Dolly and Annie Watts – mother and daughter, respectively – are descended from chiefs of B.C.’s Gitk’san First Nation. From 1995 until earlier this year, they ran one of only two restaurants of its kind in Canada. Called Liliget, which means “where people feast” in Gitxsan-imaax, the Vancouver restaurant was designed by renowned architect Arthur Erickson to invoke a traditional West Coast longhouse, with cedar-plank tables, loose pebble-stone flooring, and First Nations artwork. Liliget served exclusively native dishes and was enormously successful. It closed with Dolly’s retirement this year.

Where People Feast collects 150 native recipes from the Pacific Northwest, as served at Liliget. The book is divided into predictable sections, such as Wild Game, Seafood, Soups & Stocks, Beverages, and Smoked Foods & Preserves. The recipes include such curiosities and delicacies as Alder-Grilled Marinated Elk, Venison Pâté, Stir-Fry Herring Spawn on Kelp, Wild Rice Pancakes, Bannock, Pine Needle Tea, Sopalali Mousse, and Pemmican Balls.

Anthropologists from Claude Lévi-Strauss to contemporary scholars such as Janet Theophano (whose book Eat My Words used household cookbooks to present a history of women’s domestic lives) have taught us that collected recipes can be a repository of culture, providing information on how people behaved and interacted, what they thought and believed, how they lived and died. But this information has to be contextualized and interpreted, and that’s where this book falls short.
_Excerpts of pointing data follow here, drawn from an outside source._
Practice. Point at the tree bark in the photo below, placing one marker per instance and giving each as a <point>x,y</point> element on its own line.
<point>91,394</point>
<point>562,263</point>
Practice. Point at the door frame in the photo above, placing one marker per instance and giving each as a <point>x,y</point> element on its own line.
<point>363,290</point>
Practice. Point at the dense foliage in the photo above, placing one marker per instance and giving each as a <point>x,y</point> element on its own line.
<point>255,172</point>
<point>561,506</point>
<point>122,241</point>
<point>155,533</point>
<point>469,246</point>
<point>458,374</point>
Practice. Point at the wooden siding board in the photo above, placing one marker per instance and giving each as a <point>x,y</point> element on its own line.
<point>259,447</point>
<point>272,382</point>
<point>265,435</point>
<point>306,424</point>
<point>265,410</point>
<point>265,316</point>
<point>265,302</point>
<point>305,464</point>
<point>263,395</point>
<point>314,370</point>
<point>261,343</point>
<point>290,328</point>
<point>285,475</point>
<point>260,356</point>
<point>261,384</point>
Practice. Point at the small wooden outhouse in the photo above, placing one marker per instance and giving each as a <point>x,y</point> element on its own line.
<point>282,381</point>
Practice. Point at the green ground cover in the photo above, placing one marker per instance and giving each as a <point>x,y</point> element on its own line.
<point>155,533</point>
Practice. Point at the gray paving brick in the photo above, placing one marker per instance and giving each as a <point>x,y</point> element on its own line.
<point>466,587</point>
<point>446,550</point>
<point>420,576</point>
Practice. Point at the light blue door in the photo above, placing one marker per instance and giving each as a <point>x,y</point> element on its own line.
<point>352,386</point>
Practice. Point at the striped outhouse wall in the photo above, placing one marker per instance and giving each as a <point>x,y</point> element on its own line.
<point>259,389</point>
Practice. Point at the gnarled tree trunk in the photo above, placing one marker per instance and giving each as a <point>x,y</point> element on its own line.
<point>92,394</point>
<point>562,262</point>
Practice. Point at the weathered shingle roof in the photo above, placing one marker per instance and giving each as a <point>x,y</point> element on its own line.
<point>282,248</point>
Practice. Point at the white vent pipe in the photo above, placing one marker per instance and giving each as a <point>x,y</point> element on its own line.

Two brief essays inform us about Gitk’san traditions surrounding smoking and preserving methods, but aside from a sentimental narrative about berry picking, and a smattering of additional factoids spread thinly across the book’s introduction and the recipes themselves, there is disappointingly little historical or cultural understanding offered for this food.

Furthermore, the book barely mentions Liliget itself. Skip the introduction and you might never know the Wattses ran a restaurant. While its recipes are excellent, Where People Feast misses the opportunity to be much more than just a recipe collection.